I consider the lies we tell
I consider the lies we tell ourselve to be the greater sin “To thine own self be true, and it must follow, as the night the day, thou canst not then be false to any man. ”
If you have the audacity to presume to teach literature you should at least have read the books. If knew that my lecturers hadn’t bothered to read the texts I would have been incensed. I don’t think this man is clever or that his falsehood should earn him an income let alone sell books. We should not reward duplicity.
Wheels Within Wheels
The Guardian article is a short, translated, excerpt from Bayard’s book which was a best-seller in its original French in 2006. An article on Bayard in the International Herald Tribune (dated February 28, 2007) quotes Bayard saying that the book “is told by a fictional personality who boasts about not reading and is obviously not me. This is not a book written by a nonreader.” The article goes on to say that he chose this device, “because he wanted to help people conquer their fear of culture by challenging the way that literature is presented to both students and the public at large in France.”
The Guardian article provides none of this background.

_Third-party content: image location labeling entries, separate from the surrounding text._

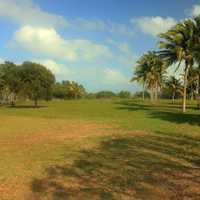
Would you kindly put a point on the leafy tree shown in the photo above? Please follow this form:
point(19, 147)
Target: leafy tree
point(174, 86)
point(124, 94)
point(11, 80)
point(69, 90)
point(37, 81)
point(105, 94)
point(150, 70)
point(178, 46)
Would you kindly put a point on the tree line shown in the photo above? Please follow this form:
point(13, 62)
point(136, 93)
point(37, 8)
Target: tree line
point(34, 81)
point(178, 46)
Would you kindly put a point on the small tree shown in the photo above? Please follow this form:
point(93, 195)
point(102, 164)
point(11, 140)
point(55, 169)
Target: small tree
point(37, 81)
point(124, 94)
point(11, 80)
point(175, 86)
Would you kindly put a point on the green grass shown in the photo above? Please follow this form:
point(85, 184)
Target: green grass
point(100, 149)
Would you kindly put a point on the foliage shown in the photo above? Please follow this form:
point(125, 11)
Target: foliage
point(69, 90)
point(150, 70)
point(124, 94)
point(29, 80)
point(105, 94)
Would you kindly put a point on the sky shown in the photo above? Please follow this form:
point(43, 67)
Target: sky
point(94, 42)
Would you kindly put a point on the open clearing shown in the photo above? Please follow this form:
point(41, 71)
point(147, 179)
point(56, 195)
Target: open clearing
point(99, 149)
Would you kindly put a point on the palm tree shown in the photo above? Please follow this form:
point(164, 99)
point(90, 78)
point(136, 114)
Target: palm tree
point(140, 76)
point(174, 85)
point(178, 47)
point(149, 71)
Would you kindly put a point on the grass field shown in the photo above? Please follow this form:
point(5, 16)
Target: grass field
point(99, 149)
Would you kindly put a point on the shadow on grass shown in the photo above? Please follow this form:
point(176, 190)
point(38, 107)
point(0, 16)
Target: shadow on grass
point(166, 112)
point(128, 167)
point(25, 106)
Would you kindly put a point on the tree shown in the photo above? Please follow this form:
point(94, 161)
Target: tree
point(69, 90)
point(37, 81)
point(174, 85)
point(178, 47)
point(124, 94)
point(11, 80)
point(150, 70)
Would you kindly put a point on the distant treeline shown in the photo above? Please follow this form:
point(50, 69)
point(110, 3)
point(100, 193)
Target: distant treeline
point(26, 81)
point(32, 81)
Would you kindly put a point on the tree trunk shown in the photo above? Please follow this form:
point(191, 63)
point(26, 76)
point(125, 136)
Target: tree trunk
point(152, 94)
point(173, 96)
point(143, 92)
point(36, 102)
point(185, 88)
point(156, 91)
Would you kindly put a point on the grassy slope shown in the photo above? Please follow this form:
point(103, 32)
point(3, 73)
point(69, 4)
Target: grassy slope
point(172, 147)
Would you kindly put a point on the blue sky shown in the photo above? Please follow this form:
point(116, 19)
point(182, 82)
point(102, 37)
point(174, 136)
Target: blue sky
point(94, 42)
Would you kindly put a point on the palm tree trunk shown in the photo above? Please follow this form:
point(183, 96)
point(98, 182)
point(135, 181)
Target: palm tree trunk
point(36, 102)
point(185, 88)
point(152, 94)
point(156, 91)
point(143, 92)
point(173, 96)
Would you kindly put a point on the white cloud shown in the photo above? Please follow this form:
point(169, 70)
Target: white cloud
point(154, 25)
point(56, 68)
point(48, 42)
point(195, 11)
point(26, 12)
point(113, 76)
point(100, 25)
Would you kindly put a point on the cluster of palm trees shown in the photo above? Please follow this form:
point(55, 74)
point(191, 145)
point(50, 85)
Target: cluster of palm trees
point(180, 46)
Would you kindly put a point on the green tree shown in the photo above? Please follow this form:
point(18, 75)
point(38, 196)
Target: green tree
point(177, 46)
point(37, 81)
point(124, 94)
point(11, 80)
point(174, 85)
point(150, 70)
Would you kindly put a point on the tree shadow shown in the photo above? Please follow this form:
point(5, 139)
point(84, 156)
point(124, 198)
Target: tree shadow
point(128, 167)
point(26, 106)
point(163, 112)
point(179, 118)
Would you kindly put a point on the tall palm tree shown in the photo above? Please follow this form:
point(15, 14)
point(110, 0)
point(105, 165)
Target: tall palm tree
point(178, 44)
point(174, 85)
point(149, 71)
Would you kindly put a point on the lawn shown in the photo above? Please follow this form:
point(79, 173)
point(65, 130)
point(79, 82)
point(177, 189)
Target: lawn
point(99, 149)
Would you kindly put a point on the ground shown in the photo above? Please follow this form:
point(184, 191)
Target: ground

It appears, of course, as if it were a brief, not necessarily tongue-in-cheek, article that was just recently written for the Guardian, rather than what it actually is — a teaser for the recently published English edition of the book.
The result, ironically, is that commenter Joanne finds herself in the position of expressing her exasperation about a book that she hasn’t actually read.
Yes I can see T Scott’s
Yes I can see T Scott’s point. I was not actually commenting on the book itself, but what appeared to be an interview with the author, as the article failed to make clear the context for the passage that was translated. I must say that I don’t generally comment on books I have not read. Its a shame this article didn’t make itself clearer as I now feel that my comment was wasted.